Building a professional LinkedIn profile that includes a brief description of both your firm and your areas of expertise is not difficult, and connecting with your clients is a safe way to expand your reach. The SEC’s recent guidance has clarified that it is acceptable to connect with your clients on LinkedIn - having someone in your network is not considered an endorsement as long as there is no indication that the person is a client.
Be aware, though, that although the SEC has explained that advisors may indicate (by providing links on their websites, for example) that there are testimonials available on third-party sites, endorsements or recommendations on a LinkedIn profile are still not allowed. This is because a LinkedIn profile is entirely within an advisor’s control. Additionally, make sure you have a photo to avoid losing credibility and lacking professionalism.
The next step in building a social media presence is to start promoting your expertise via social channels. For example, write a blog post offering your insight on a particular topic and, if you have a Twitter handle, tweet it.

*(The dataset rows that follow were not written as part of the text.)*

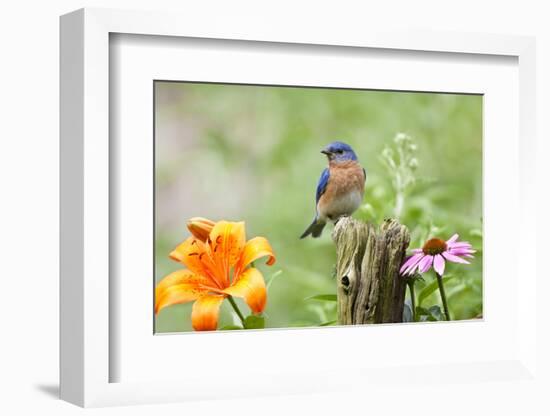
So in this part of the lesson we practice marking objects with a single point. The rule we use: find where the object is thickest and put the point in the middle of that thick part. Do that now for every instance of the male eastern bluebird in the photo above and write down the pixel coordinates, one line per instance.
(340, 189)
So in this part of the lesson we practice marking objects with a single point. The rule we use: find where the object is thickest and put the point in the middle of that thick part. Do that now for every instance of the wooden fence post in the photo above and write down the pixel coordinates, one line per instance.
(370, 289)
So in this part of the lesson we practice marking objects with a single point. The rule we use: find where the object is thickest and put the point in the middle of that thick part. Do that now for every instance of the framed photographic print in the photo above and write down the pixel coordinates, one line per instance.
(308, 206)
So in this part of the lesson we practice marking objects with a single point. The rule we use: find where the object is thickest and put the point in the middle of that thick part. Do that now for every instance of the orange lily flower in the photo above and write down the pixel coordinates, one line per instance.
(200, 227)
(210, 258)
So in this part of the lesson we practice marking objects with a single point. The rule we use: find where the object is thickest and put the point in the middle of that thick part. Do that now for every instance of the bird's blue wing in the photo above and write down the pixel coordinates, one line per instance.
(322, 185)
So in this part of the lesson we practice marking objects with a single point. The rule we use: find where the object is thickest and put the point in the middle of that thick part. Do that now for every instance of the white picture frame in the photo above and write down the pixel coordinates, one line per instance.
(87, 353)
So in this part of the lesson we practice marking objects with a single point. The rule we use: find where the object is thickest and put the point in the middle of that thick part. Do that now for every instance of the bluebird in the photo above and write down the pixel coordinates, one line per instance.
(340, 189)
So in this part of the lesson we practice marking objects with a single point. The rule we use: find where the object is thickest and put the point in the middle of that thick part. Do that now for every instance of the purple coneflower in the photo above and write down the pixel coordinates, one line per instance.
(434, 253)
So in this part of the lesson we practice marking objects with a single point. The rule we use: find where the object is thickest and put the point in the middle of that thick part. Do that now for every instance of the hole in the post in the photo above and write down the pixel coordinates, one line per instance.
(345, 281)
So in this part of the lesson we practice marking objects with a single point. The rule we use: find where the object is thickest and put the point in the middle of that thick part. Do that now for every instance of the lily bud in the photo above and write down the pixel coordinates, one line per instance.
(200, 227)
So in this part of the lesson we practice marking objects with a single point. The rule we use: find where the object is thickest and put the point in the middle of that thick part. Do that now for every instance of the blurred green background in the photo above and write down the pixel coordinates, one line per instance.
(251, 153)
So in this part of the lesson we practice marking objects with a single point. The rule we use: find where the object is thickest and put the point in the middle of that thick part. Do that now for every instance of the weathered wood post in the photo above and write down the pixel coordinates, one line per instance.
(370, 289)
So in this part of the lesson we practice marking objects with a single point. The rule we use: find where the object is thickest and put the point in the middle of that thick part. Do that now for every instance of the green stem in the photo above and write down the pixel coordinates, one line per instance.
(413, 300)
(443, 296)
(236, 308)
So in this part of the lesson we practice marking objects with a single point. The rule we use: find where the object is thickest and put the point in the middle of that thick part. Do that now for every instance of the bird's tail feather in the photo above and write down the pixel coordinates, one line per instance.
(315, 229)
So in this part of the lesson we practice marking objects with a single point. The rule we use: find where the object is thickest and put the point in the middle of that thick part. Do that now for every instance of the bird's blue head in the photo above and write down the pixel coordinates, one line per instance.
(339, 152)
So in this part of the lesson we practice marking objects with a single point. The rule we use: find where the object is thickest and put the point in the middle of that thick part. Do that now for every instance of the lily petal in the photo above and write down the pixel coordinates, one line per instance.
(227, 240)
(439, 264)
(250, 287)
(200, 227)
(254, 249)
(197, 257)
(206, 310)
(179, 287)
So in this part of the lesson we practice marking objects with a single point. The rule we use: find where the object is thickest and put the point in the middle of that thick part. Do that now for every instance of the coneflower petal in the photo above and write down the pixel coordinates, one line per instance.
(455, 259)
(439, 264)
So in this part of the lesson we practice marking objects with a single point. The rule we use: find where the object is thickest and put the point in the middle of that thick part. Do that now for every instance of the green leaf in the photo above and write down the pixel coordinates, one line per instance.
(323, 298)
(254, 322)
(432, 287)
(435, 312)
(230, 328)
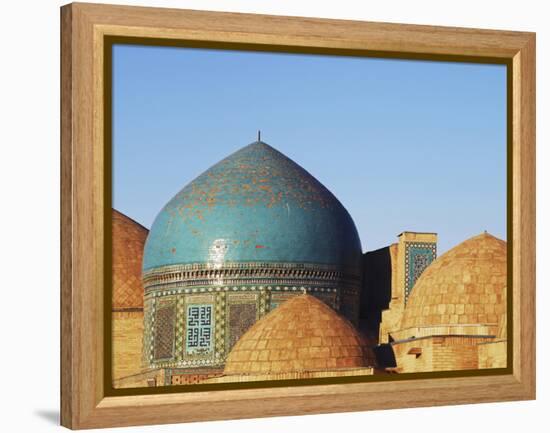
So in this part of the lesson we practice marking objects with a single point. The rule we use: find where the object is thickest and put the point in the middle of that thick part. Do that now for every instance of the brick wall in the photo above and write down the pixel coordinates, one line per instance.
(127, 343)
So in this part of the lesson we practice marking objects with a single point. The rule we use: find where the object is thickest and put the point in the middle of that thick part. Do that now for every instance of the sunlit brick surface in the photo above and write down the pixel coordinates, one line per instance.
(303, 334)
(465, 286)
(128, 241)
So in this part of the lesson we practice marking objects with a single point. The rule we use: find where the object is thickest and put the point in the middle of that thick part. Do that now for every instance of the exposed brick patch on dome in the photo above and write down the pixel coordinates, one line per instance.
(465, 286)
(128, 241)
(303, 334)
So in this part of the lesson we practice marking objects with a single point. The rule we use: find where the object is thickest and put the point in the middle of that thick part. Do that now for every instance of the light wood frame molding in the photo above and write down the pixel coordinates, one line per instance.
(84, 403)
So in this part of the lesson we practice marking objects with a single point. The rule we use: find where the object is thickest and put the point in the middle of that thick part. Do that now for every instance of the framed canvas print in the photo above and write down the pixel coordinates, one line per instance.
(317, 215)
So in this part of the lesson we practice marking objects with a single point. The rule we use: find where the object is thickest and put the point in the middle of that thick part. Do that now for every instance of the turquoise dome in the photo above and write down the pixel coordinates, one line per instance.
(256, 205)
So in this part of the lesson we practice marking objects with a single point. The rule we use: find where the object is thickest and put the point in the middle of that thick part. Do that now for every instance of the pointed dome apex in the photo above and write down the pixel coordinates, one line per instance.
(464, 286)
(256, 205)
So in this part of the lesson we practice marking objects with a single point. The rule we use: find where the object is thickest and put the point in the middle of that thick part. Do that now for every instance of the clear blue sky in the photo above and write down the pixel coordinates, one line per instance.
(404, 145)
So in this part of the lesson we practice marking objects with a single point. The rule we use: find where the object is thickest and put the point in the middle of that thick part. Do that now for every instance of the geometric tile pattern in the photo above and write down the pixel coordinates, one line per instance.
(199, 329)
(197, 344)
(418, 256)
(165, 321)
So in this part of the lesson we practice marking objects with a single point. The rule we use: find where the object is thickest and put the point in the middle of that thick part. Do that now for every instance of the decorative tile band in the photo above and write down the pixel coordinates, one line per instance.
(249, 273)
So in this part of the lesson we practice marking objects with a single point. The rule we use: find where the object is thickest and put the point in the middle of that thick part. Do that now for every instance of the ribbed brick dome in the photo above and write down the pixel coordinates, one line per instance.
(128, 241)
(465, 286)
(303, 334)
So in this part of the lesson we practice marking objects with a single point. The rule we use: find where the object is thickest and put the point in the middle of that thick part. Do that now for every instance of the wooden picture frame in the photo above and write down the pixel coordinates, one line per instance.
(84, 30)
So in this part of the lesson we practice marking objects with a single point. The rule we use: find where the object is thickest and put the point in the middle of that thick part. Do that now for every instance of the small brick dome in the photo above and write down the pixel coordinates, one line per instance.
(465, 286)
(128, 242)
(302, 334)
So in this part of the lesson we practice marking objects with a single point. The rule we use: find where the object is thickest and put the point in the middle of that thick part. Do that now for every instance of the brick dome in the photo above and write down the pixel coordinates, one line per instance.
(465, 286)
(303, 334)
(128, 241)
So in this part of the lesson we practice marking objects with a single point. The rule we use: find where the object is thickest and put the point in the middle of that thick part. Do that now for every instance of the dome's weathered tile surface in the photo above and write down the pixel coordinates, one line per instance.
(255, 205)
(301, 335)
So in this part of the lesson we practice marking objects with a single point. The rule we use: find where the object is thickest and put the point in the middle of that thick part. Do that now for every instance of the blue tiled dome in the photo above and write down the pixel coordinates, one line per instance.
(256, 205)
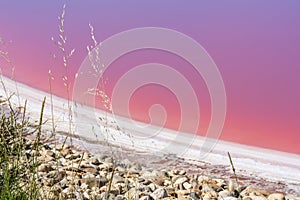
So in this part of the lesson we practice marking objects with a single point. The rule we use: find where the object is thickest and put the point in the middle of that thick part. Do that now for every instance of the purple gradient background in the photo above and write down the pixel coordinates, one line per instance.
(255, 44)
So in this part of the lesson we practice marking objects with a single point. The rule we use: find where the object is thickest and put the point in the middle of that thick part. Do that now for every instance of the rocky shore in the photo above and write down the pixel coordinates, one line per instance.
(65, 172)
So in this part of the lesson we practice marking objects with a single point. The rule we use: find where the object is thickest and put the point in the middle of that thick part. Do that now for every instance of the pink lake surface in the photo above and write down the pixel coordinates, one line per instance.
(254, 44)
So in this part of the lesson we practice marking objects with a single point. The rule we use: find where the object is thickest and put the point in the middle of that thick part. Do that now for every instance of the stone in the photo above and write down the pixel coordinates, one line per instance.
(159, 194)
(147, 197)
(276, 196)
(180, 180)
(224, 193)
(187, 185)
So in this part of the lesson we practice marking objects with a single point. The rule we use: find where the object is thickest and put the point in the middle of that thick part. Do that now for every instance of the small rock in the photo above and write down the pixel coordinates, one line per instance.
(276, 196)
(187, 185)
(159, 194)
(147, 197)
(180, 180)
(224, 193)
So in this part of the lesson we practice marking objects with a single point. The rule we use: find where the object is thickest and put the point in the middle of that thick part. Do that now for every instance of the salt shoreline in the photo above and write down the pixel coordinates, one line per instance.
(279, 170)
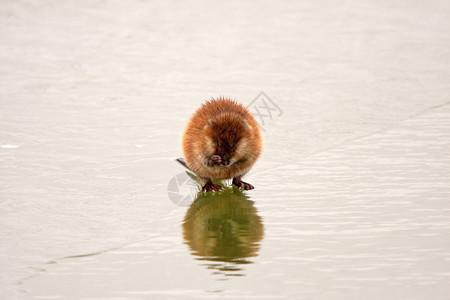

People buy from people they like
Some firms allow their advisors to engage on social media, but only if they select from a library of pre-written communications. While this is better than nothing and certainly a step in the right direction, it doesn’t allow advisors to differentiate themselves and stifles their personalities, making it hard to create meaningful connections with clients and prospects.
If you have been wary of inserting your personality into your social media interactions, the SEC has just clarified that advisors may comment on their personal lives via a social media channel that is used for business purposes. Having your own perspective in your communications makes you more accessible to clients and prospects, and can also bring you to the attention of reporters, who can raise your profile even more.
According to Welsh, “People in the media use Twitter to look for source material. If you write about your area of expertise on a blog and promote it on Twitter, you may eventually come to the attention of reporters, who will start calling you for quotes in newspaper articles, radio interviews and even TV segments. When you consistently promote your expertise via social channels, it can be a tremendous PR opportunity.”
Work with your firm
It’s important that your firm has policies and procedures in place to protect you. If this is not the case, I would caution against jumping headfirst into social media. At the very least, your firm should have a clear process for archiving and monitoring social media. After all, the regulating bodies consider social media records to be corporate business records, so they must be treated as such.
Here are three social media management best practices firms should keep in mind:
• Treat social media like advertising. Provide compliance officers and the management team a place to review and approve social media posts before they go live.
• Provide a platform for posting. Offer advisors a platform through which they can post approved content to a variety of networks, giving the firm greater visibility into social media activity.
• Make everything auditable. All social media posts should be captured and stored - along with information about the advisor who created the post, date/time the post was made and where the post was published.
Ideally, the firm’s social media archiving solution will integrate with a document management system like Laserfiche that is used to store all of the firm’s content.